Die Schlüssel aus der Jeans zu holen war die viel größere Hürde. Das Fahren geht ja fast von alleine. Ich muss nur manchmal lenken und um die Uhrzeit interessiert sich eh keiner mehr für die Lichter. Und so bin ich innerhalb von nur Zehn Minuten bei Ricos Wohnung. Als ich aussteige, erinnere ich mich noch grade so dran, dass ich abschließen muss. Ich hab ihm zwar nicht geschrieben, aber die Klingel wird ja wohl funktionieren. Also klingle ich einfach ein paar Mal, bis die Sprechanlage sich einschaltet. Rico hört sich seltsamer Weise gar nicht müde an. „Hallo? Wer ist da?" Ich räuspere mich, atme tief ein, in der Hoffnung den Alkohol aus meinem Blut zu atmen, dann lehn ich mich vor den Lautsprecher. „Ich bin's."
„Edmond!"
„Mach dir Tür auf und lass mich rein. Ich muss dir was zeigen." Wow ,bin ich gut darin meine Stimme nüchtern klingen zu lasse.
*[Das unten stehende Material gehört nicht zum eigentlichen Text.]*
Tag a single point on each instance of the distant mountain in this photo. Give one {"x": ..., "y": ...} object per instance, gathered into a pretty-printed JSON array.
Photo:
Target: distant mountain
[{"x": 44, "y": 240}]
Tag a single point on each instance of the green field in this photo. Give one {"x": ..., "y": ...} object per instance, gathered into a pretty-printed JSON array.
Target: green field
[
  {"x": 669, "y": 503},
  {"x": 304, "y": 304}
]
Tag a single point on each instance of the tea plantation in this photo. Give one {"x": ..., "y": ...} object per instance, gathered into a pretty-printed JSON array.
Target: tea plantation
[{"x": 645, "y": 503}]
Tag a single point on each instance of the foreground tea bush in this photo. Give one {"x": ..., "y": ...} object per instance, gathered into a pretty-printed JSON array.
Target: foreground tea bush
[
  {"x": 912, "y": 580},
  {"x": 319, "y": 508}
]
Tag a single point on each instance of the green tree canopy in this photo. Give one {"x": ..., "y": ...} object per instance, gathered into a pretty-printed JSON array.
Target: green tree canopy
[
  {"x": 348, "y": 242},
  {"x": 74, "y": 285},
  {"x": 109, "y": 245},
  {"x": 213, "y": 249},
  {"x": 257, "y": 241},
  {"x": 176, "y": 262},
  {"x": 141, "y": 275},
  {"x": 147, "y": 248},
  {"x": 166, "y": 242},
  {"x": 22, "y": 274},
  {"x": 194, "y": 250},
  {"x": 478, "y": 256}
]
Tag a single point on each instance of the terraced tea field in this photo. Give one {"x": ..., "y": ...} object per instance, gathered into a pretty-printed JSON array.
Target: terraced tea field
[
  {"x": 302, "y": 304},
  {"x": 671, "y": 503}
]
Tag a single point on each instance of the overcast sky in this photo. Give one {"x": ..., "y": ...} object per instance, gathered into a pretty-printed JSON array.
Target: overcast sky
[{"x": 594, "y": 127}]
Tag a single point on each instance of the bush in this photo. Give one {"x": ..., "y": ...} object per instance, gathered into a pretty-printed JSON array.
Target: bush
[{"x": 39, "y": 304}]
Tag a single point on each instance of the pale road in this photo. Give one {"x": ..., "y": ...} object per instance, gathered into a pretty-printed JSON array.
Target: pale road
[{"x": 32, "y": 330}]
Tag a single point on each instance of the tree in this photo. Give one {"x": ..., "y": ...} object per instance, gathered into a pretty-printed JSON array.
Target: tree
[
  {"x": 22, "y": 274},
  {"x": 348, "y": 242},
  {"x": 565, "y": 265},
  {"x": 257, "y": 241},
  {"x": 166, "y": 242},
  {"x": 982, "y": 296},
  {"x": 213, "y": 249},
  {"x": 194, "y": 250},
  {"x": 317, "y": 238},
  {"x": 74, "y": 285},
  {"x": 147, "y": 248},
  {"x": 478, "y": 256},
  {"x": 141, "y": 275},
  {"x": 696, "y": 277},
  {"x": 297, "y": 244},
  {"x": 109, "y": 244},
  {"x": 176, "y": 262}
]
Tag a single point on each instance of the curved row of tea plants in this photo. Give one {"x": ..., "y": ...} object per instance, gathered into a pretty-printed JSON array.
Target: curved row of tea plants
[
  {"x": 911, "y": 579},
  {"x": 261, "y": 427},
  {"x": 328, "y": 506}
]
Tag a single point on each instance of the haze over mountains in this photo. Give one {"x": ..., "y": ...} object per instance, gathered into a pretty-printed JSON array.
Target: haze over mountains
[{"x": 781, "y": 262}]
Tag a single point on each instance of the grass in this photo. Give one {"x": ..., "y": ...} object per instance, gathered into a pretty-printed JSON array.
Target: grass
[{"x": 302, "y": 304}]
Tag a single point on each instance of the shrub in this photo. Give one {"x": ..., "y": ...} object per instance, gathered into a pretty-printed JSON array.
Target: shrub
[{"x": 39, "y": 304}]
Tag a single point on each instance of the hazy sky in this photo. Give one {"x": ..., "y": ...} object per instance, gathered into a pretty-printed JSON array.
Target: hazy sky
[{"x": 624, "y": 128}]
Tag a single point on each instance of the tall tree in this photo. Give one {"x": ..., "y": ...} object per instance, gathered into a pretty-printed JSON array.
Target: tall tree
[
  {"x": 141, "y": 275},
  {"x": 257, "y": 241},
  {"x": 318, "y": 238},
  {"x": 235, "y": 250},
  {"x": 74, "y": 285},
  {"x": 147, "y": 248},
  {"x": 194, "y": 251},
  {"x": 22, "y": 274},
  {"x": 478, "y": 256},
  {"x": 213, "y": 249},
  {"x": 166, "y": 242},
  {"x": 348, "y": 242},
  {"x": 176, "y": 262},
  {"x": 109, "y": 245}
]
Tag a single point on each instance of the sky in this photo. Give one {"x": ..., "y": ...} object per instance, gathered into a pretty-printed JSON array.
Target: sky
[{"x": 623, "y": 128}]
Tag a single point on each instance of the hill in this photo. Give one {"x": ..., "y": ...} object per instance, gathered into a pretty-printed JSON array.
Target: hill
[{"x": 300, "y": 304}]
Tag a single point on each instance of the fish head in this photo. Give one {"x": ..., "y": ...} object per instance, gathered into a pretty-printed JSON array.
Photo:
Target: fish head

Rico drückt, ohne irgendwas weiter zu fragen die Tür auf und ich stürme sofort hinein und die Treppen rauf. Oben angekommen, steht Rico nur in Schlafanzug Hose in der Eingangstür. Ich sehe Erleichterung und Verwunderung in seinem Gesicht, aber nicht die Gefühle oder Eindrücke interessieren mich jetzt, sondern viel mehr, er. Ohne Vorwarnung, Pause oder halt zu machen, stürze ich mich auf ihn. Sein Körper prallt mit meinem gegen die Wand im Flur, aber er steigt auf der Stelle in den Kuss mit ein. Ich sehe nichts mehr und spüre nur noch ihn. Mein Bein schiebe ich zwischen seine, um ihn genau da zu behalten, während meine Hände sich durch seine Locken arbeiten. „Du schmeckst so gut.", murre ich zwischen Küssen. Die Tür neben uns knallt zu, Rico muss sie zugetreten haben. Es legen sich im nächsten Moment zwei Arme um mich, die eine Hand landet auf meinem Hinterkopf. „Und du nach Alkohol.", antwortet er genauso unverständlich.